Mi madre se mató a
trabajar. Trabajó de noche como telefonista, sin faltar un solo día .Trabajó de
portera durante 24 por 7, como se dice ahora, sin ausentarse de su obligación,
nunca. Se deslomó de sol a sol en el campo y nunca se puso mala. Atendió como
tendera en un colmado que estaba lejísimos de casa y jamás llegó tarde y, por
supuesto, nunca cogió una sola peseta del cajón.
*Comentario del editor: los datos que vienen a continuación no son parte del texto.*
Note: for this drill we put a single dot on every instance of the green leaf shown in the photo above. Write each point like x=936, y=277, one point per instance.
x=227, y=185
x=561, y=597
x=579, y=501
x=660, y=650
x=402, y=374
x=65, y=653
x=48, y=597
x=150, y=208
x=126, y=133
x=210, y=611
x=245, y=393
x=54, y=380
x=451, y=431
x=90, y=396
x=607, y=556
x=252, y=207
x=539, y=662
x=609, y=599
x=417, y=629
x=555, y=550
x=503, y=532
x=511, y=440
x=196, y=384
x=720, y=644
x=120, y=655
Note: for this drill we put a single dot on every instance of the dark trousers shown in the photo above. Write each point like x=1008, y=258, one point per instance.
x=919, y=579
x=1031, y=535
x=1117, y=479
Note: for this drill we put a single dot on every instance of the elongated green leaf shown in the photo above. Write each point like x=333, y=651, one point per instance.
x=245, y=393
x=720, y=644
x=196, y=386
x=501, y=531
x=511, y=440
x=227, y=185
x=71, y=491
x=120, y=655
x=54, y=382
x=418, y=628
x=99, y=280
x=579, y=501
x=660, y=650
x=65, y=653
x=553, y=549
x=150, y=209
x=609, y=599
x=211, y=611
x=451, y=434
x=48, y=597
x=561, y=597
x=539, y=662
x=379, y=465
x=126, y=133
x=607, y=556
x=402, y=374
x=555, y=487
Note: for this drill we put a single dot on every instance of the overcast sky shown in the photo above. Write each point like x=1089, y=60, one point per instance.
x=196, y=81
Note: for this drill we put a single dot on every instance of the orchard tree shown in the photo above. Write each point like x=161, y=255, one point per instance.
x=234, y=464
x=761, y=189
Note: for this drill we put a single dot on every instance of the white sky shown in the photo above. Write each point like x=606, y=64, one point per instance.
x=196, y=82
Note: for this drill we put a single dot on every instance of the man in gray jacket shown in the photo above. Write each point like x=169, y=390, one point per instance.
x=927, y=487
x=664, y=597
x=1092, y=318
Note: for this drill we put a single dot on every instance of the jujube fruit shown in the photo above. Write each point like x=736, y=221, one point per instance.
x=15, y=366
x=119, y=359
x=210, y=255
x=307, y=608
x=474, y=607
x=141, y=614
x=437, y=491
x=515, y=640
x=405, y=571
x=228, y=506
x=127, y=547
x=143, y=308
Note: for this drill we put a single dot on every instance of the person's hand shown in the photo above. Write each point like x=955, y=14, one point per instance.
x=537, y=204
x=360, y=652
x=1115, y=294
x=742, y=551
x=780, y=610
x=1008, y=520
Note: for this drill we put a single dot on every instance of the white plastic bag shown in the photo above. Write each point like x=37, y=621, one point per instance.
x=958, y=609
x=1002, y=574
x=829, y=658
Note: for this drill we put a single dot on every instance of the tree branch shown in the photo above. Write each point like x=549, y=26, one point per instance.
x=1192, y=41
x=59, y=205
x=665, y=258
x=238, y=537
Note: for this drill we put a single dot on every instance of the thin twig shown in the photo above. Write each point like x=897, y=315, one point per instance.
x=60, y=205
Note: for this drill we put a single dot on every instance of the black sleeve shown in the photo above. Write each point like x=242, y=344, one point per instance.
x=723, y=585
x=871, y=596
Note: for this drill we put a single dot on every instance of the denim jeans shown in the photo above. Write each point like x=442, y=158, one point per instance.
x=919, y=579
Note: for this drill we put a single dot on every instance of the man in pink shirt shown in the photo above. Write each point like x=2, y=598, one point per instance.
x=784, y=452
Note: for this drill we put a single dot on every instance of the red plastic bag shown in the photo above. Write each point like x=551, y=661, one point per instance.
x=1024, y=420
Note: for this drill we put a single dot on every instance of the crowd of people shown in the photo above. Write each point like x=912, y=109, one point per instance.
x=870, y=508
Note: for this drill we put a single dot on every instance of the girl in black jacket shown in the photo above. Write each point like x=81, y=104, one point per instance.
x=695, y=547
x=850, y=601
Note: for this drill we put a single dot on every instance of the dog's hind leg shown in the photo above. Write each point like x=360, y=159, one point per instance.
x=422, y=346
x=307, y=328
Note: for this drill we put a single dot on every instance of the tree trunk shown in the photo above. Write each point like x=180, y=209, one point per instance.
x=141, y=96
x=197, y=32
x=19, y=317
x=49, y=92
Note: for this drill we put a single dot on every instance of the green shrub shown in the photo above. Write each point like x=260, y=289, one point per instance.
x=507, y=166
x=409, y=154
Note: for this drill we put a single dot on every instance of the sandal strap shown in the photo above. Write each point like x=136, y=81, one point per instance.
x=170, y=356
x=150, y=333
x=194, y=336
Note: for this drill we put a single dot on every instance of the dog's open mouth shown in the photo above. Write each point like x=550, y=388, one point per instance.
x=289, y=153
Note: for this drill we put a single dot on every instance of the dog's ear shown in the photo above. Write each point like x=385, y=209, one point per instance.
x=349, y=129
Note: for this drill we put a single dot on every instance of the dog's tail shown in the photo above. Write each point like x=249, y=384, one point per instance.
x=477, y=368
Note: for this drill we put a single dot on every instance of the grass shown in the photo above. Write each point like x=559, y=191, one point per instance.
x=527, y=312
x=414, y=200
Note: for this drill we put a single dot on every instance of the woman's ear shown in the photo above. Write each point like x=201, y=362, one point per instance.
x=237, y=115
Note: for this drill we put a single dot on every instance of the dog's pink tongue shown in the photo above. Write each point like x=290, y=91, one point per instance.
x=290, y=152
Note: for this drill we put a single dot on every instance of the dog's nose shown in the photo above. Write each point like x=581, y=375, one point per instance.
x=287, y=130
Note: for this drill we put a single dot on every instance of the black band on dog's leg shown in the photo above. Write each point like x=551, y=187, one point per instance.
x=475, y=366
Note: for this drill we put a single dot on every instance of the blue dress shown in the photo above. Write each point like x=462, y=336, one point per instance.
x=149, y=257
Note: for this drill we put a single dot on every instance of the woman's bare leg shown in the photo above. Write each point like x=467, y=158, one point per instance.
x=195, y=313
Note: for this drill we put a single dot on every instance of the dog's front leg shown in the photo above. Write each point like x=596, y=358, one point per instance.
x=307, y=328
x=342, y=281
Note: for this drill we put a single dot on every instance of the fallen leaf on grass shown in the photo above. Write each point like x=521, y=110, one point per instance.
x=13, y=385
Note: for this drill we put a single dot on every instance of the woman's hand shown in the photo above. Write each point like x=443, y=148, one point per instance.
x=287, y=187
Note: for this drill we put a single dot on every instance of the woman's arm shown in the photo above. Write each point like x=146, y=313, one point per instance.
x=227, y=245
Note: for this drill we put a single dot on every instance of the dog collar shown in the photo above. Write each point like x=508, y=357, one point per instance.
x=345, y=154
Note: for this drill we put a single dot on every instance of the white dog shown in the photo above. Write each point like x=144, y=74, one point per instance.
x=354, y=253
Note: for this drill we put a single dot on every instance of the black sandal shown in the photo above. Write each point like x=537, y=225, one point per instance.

Se arrodilló doblándose como
una tenaza limpiando portales, y jamás nadie le echó en cara que había olvidada
una sola brizna de suciedad por donde ella había pasado agachada. Y me mandó a
la Universidad. Y me hice bioquímico, y me hice médico, y me hice abogado, y me
hice ingeniero, y me hice físico. Y, ahora, a un clic de ratón tengo desde todo
el metabolismo intermediario hasta la última actualización del tratamiento de
la pancreatitis del journal of digestive
diseases and hepatology, pasando por la mejor ponencia sobre bioética y los últimos trabajos sobre superconductores,
para terminar con una tesis doctoral muy buena sobre la ecuación de Schrödinger.
Tengo todo eso, y más. Pero para mi madre no tengo nada, salvo encerrarla en
casa para que el Covid-19 no la fulmine. Lo siento, madre. Lo siento.